3. Candy Crush Saga (online game)
In 2013, King.com employed a unique and successful advertising model for its uber popular game, Candy Crush Saga. The tactic integrated action-gating. Instead of disrupting the gaming experience with distracting banner ads, King served their users incentivized videos where a user got something in exchange (like extra lives and game boosts) for watching a video advertisement.
The click-through rate on their ads was more than five percent and about 85 percent of the people who started watching the videos completed them — that was higher than the industry average,according to VentureBeat.

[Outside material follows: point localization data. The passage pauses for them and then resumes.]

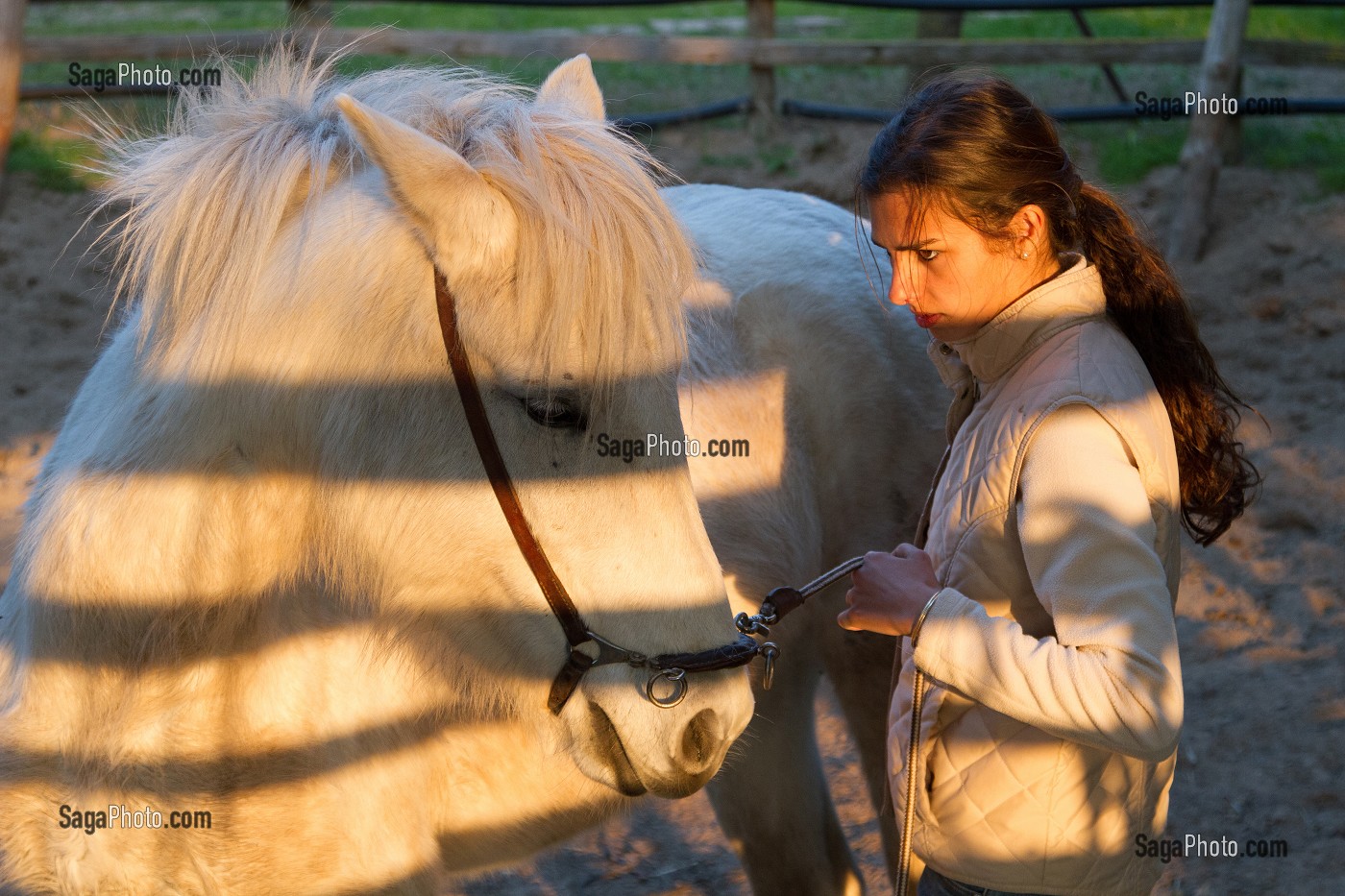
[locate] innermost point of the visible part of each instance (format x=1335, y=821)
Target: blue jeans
x=935, y=884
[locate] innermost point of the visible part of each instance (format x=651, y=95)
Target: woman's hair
x=978, y=148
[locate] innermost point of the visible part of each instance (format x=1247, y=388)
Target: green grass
x=54, y=163
x=1120, y=153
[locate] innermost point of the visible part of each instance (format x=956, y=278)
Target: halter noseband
x=668, y=668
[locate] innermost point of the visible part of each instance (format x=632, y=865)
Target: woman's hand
x=890, y=591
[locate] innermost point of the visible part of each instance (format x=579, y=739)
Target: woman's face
x=947, y=274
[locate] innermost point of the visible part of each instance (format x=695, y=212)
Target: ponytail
x=1145, y=302
x=981, y=147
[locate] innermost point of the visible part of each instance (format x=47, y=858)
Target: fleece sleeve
x=1110, y=677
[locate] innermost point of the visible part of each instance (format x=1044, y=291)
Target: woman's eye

Takeaway: Action-gating can be used to effectively persuade users to opt-in or take part in an opportunity presented by a brand.
4. Wantlet (social commerce company)
In 2013, Wantlet attended the annual South by Southwest Interactive conference in Austin, Texas. They hosted a contest and gave attendees a chance to win an iPad2. The only catch: Attendees had to share their email address with Wantlet in order to be eligible to win. The winner’s email address was chosen by a random draw.
Takeaway: Action-gating is most effective when you use it to collect valuable information like email addresses and/or other various forms of contact information.
5. SheInside (online retailer)
SheInside gives their website visitors the opportunity to receive 15-20 percent off their purchase if they sign up for their newsletter or Like their Facebook Page. Their offerings are displayed as a stagnant banner on the header of their website (as seen in the screenshot below). This a great example of incentive-based action-gating!
Takeaway: Incentive-based action-gating works really well for online retailers primarily because shoppers who have intent to purchase are extremely motivated by discounts and deals.
6. Tough Timber (equine tack and supplies shop)
Tough Timber created an app for their Facebook giveaway. To enter Tough Timber’s contest, app visitors must first vote on their favorite print blanket for a chance to win one before they hit store shelves. Once a person votes, a promotion form appears which allows the user to then submit their entry.
In essence, Tough Timber’s giveaway app is performing the same function as a (low- cost) focus group. Their focus group is of Facebook users who, all in their own way, are connected to or are familiar with the Tough Timber brand.
When an app is not Like-gated, an app’s “focus group” (or the number of people they are engaging with through their app) tends to be much bigger than if they restricted the app to just people who have Liked their Page.
Takeaway: Not Like-gating an app allows a larger number of people, outside of your business’s fanbase, to engage with your brand.